In Africa, do NOT touch the white man’s radio
Last week, I was pretty impassioned about one of the RVA kids getting into Harvard, and loudly proclaiming that he was the first kid at RVA to get into the Ivy League. I checked this with the former superintendent, the present superintendent, the guidance director and the principal.
However, I did not check this with the coolest person on the planet, the person who did this job before me. She informs me that lo, not even two years ago, a student was accepted into Brown, another Ivy League school. In fact, there were probably THOUSANDS of kids accepted into the Ivy League.
What have I learned from this? Secretaries know everything; always go to the source. He is the first into Harvard, but not into the Ivies, so please forgive my error. Another student was accepted into Stanford, but no claims on the first ness of it all.
People ask if we ever get homesick, and I tell them not often. We’re so busy that it’s hard to find time to BE homesick. But something happened this week that made me VERY homesick.
Stacy is getting married this summer, and I won’t get to see her wedding.
I’ve known Stacy since she was a baby. Always a nice kid, she became something more a few years ago. We became nursery partners at church. For five years, we worked together in the nursery once a month.
We were an ideal pair. I would lie on the floor and eat pretzels, and Stacy would do all the work. Because she was such a cute kid, lots of young boys would come back to visit her, and I would enlist them to do more work, so I could get on with my laying and pretzel eating.

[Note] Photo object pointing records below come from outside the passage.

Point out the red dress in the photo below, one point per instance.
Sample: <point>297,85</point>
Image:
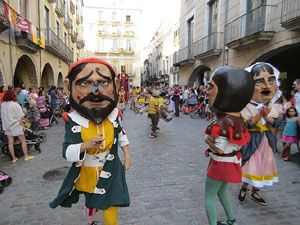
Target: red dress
<point>228,133</point>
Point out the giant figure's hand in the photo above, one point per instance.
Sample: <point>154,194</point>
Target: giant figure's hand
<point>94,142</point>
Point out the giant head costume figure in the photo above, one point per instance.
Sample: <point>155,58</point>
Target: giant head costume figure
<point>266,82</point>
<point>91,88</point>
<point>230,89</point>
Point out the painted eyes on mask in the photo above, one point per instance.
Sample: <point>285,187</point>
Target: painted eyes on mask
<point>87,83</point>
<point>271,81</point>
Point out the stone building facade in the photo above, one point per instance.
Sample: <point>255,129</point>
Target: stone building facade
<point>238,33</point>
<point>59,24</point>
<point>113,32</point>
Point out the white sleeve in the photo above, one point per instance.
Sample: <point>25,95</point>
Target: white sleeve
<point>221,142</point>
<point>73,153</point>
<point>123,140</point>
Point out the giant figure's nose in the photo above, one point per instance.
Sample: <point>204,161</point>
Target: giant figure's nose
<point>96,88</point>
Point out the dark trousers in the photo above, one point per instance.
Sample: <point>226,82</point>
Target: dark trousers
<point>177,108</point>
<point>154,120</point>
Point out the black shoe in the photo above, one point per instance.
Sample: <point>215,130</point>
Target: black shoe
<point>259,200</point>
<point>242,199</point>
<point>228,222</point>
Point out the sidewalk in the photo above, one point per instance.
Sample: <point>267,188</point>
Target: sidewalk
<point>166,181</point>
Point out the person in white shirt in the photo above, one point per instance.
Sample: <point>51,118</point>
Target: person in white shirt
<point>296,86</point>
<point>11,115</point>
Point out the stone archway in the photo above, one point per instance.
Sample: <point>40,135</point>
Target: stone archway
<point>2,78</point>
<point>60,82</point>
<point>197,76</point>
<point>286,59</point>
<point>25,72</point>
<point>47,78</point>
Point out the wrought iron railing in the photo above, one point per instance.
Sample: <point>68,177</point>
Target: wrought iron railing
<point>60,8</point>
<point>207,43</point>
<point>53,40</point>
<point>185,54</point>
<point>4,23</point>
<point>257,20</point>
<point>290,10</point>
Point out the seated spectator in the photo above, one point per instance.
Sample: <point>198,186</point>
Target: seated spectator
<point>11,115</point>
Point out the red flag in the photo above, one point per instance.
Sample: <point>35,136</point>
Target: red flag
<point>16,19</point>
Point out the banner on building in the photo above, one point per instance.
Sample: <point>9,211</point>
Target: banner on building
<point>16,19</point>
<point>34,34</point>
<point>43,38</point>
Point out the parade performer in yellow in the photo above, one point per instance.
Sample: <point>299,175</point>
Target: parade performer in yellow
<point>93,133</point>
<point>230,90</point>
<point>258,164</point>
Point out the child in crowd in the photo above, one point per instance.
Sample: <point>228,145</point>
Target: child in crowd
<point>140,106</point>
<point>163,108</point>
<point>290,132</point>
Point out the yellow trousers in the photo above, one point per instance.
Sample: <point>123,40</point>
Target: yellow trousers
<point>110,216</point>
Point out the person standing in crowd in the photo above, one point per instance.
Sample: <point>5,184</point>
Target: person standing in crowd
<point>258,162</point>
<point>176,99</point>
<point>11,115</point>
<point>192,100</point>
<point>290,133</point>
<point>54,102</point>
<point>154,112</point>
<point>133,94</point>
<point>43,114</point>
<point>93,135</point>
<point>3,89</point>
<point>296,100</point>
<point>231,89</point>
<point>296,86</point>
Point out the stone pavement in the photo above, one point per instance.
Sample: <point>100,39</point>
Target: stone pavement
<point>166,182</point>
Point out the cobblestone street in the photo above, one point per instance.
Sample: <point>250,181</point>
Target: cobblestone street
<point>166,181</point>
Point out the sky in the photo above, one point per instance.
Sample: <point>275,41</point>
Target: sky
<point>153,13</point>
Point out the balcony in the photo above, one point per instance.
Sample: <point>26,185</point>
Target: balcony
<point>68,22</point>
<point>55,46</point>
<point>129,34</point>
<point>24,41</point>
<point>78,19</point>
<point>60,8</point>
<point>80,44</point>
<point>72,8</point>
<point>290,15</point>
<point>174,69</point>
<point>115,22</point>
<point>4,23</point>
<point>101,33</point>
<point>252,29</point>
<point>184,57</point>
<point>115,34</point>
<point>74,37</point>
<point>207,47</point>
<point>101,22</point>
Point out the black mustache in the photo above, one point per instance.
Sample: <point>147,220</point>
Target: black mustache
<point>99,97</point>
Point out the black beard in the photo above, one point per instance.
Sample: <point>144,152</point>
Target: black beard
<point>96,114</point>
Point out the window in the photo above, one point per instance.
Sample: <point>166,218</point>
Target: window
<point>24,9</point>
<point>190,33</point>
<point>100,15</point>
<point>115,44</point>
<point>128,45</point>
<point>114,16</point>
<point>256,15</point>
<point>65,38</point>
<point>213,17</point>
<point>47,24</point>
<point>57,29</point>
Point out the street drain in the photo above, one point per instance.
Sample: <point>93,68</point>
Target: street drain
<point>56,174</point>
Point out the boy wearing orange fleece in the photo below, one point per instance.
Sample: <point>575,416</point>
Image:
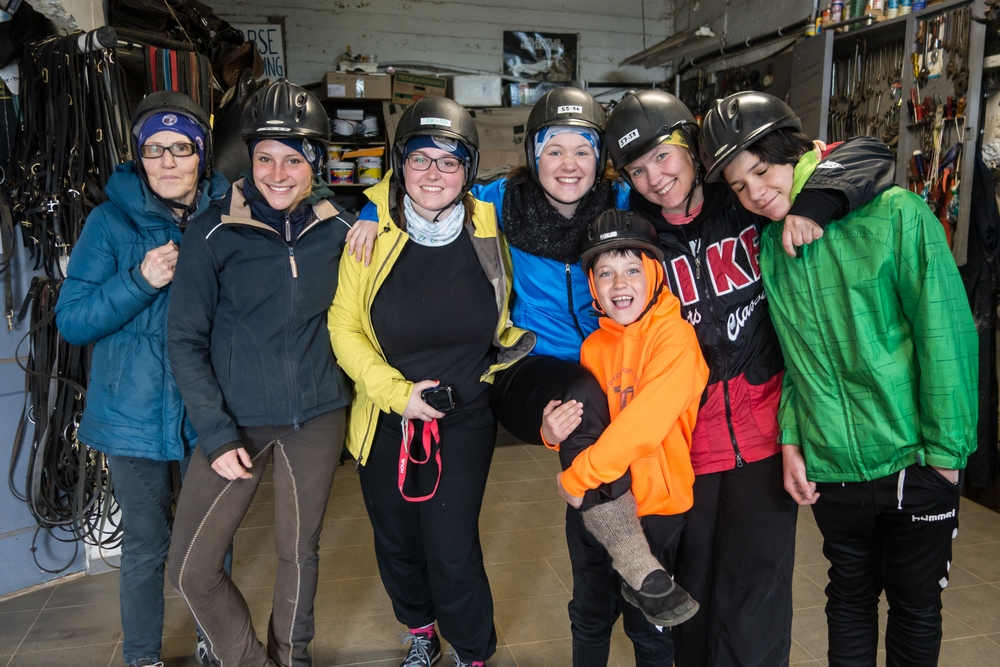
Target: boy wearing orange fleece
<point>650,362</point>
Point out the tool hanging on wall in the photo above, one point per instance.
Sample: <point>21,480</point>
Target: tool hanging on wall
<point>936,111</point>
<point>866,93</point>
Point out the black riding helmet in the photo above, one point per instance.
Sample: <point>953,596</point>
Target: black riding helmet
<point>642,120</point>
<point>166,101</point>
<point>618,229</point>
<point>283,110</point>
<point>442,117</point>
<point>565,106</point>
<point>738,121</point>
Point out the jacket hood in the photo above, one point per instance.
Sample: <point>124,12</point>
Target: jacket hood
<point>129,192</point>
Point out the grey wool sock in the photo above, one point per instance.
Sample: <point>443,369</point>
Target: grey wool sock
<point>616,525</point>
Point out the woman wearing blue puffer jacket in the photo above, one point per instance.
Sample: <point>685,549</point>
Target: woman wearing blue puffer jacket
<point>116,295</point>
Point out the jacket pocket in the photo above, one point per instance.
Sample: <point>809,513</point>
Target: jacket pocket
<point>247,392</point>
<point>764,401</point>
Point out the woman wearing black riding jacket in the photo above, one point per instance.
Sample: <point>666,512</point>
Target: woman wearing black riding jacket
<point>116,295</point>
<point>737,552</point>
<point>249,348</point>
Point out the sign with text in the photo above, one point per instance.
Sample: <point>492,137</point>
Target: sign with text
<point>270,45</point>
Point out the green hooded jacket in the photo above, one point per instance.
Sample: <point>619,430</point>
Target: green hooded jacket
<point>879,341</point>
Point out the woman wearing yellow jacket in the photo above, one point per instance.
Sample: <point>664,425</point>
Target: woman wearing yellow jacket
<point>421,330</point>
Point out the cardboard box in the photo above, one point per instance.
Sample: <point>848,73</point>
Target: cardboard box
<point>473,90</point>
<point>408,88</point>
<point>340,85</point>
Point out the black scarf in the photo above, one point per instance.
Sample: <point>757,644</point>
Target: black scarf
<point>531,223</point>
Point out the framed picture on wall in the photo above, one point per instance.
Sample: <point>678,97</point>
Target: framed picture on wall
<point>541,56</point>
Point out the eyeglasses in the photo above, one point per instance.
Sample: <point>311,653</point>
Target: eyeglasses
<point>446,165</point>
<point>180,149</point>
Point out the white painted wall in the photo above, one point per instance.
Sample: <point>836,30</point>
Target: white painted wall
<point>465,33</point>
<point>737,20</point>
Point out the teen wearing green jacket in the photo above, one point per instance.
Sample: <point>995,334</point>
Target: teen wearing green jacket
<point>878,411</point>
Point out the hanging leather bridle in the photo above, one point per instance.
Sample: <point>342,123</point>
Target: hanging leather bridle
<point>75,133</point>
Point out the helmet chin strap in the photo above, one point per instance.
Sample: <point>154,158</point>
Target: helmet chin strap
<point>696,183</point>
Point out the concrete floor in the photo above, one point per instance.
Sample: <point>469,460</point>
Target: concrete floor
<point>77,622</point>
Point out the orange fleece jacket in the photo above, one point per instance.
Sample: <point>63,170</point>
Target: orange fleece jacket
<point>654,374</point>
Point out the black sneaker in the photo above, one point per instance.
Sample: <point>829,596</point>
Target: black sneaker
<point>661,600</point>
<point>424,651</point>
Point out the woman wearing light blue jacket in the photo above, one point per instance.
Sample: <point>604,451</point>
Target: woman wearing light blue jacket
<point>116,296</point>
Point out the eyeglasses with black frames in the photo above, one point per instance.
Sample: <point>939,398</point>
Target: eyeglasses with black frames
<point>180,149</point>
<point>447,164</point>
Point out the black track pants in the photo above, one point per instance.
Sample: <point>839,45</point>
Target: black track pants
<point>892,534</point>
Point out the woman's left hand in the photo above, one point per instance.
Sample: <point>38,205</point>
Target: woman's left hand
<point>799,231</point>
<point>416,408</point>
<point>575,501</point>
<point>361,240</point>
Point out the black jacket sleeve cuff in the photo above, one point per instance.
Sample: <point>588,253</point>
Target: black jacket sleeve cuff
<point>820,206</point>
<point>223,449</point>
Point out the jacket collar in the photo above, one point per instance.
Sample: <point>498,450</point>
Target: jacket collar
<point>239,213</point>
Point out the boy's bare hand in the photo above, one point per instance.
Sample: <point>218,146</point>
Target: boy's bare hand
<point>560,419</point>
<point>799,231</point>
<point>798,486</point>
<point>575,501</point>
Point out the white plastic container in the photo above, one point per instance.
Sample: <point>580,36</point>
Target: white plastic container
<point>369,170</point>
<point>341,173</point>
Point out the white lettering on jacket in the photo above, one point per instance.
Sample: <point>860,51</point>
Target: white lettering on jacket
<point>739,317</point>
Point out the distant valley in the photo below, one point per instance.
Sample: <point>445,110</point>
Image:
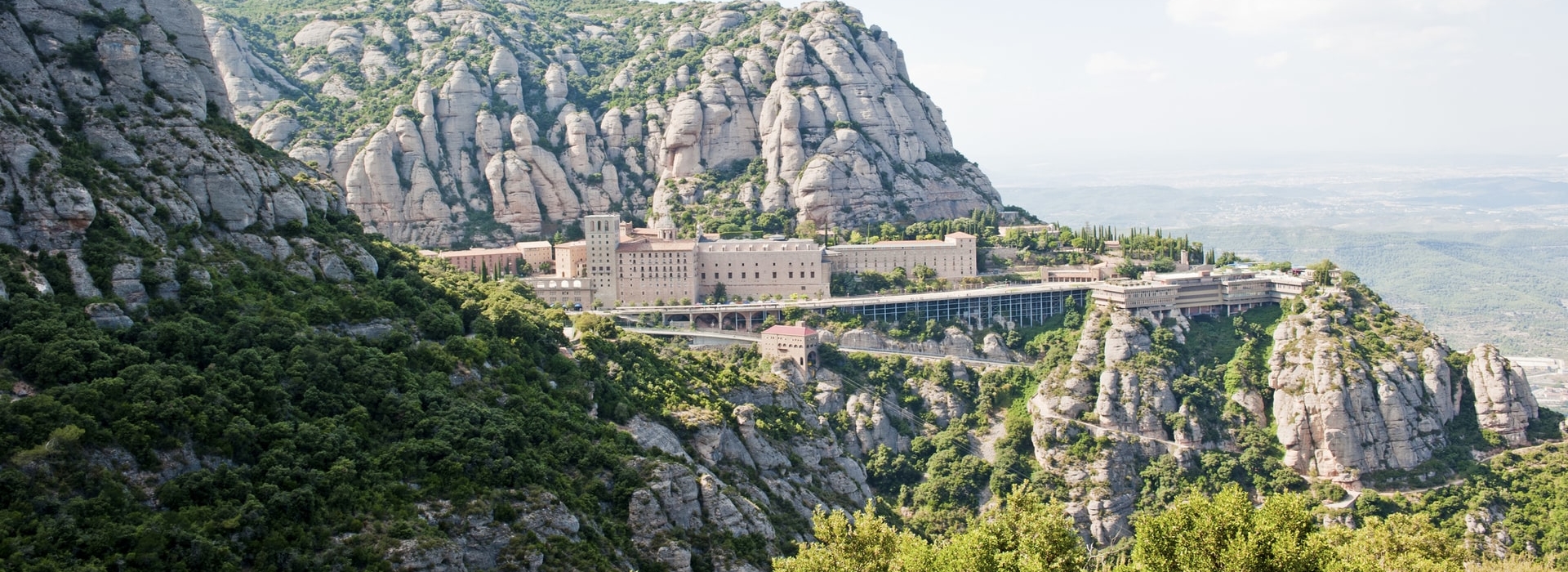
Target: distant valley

I’ve missed James’ wedding, and Megan’s wedding, and I’m probably going to miss David’s wedding. I even hate going to weddings, but those kids were special to me and it was so hard to miss that special day.
So, this is an open invitation. Since I can’t go to Stacy’s wedding, everyone who reads this is probably invited in my place. If you can sing Neil Diamond songs for her on her special day, so much the better.
Just tell her that one really sad guy in Africa sent you.
We delivered more food for the school lunch program this weekend. All in all, it will be almost 70 tons of food. We are so grateful for what you have enabled us to do.
Coordinating twelve schools without phones is a nightmare. The bean truck didn’t show up for five days, and we found that we had so much maize that we had to deliver it in shifts; the trucks just couldn’t support that much weight. Because the headmasters were waiting for us and we were running late, one of the pastors and I started driving to schools to let them know we were behind.
Pastor Jeffery is a young man, and so he felt obligated to turn my radio up loud enough to scare away dangerous wild animals. I am an old man, so I turned it down lower, so it wouldn’t damage the nearby plants. This went on several times, until I got to say a line I realized I had ALWAYS wanted to say:
In Africa, do not touch the white man’s radio.
Pastor Jeffery didn’t understand why I was laughing so much, but I sure cracked myself up.
I had a weird goal this time out.
My goal was to lift the bags like my Kenyan friends do. In the past, when I lifted the 200-pound bags, I had to do it with someone.
I didn’t even tell Nancy, but for three months, I lifted weights every M-W-F at 6am trying to increase my strength so I could do it like the other guys. I just didn’t want to be the old white guy who took pictures; I wanted to be more of a part of it.
When the first bag was put on my back, I tottered over to the door like I had been drinking, but I got the bag put down without a problem.
So I did it again. And again. And was able to lift ten bags.
I wish I could explain why it was such a thrill. I don’t understand why it was such a thrill.
But it was.
The biggest thrill of all is that the cost of feeding a child a lunch 6 days a week is a little over a dollar a month. When we counted transportation, the cost of the maize, beans and oil, our helpers that helped us lift the 70 tons, the cost is $1.06 per student per month.
What a great thing you all are doing.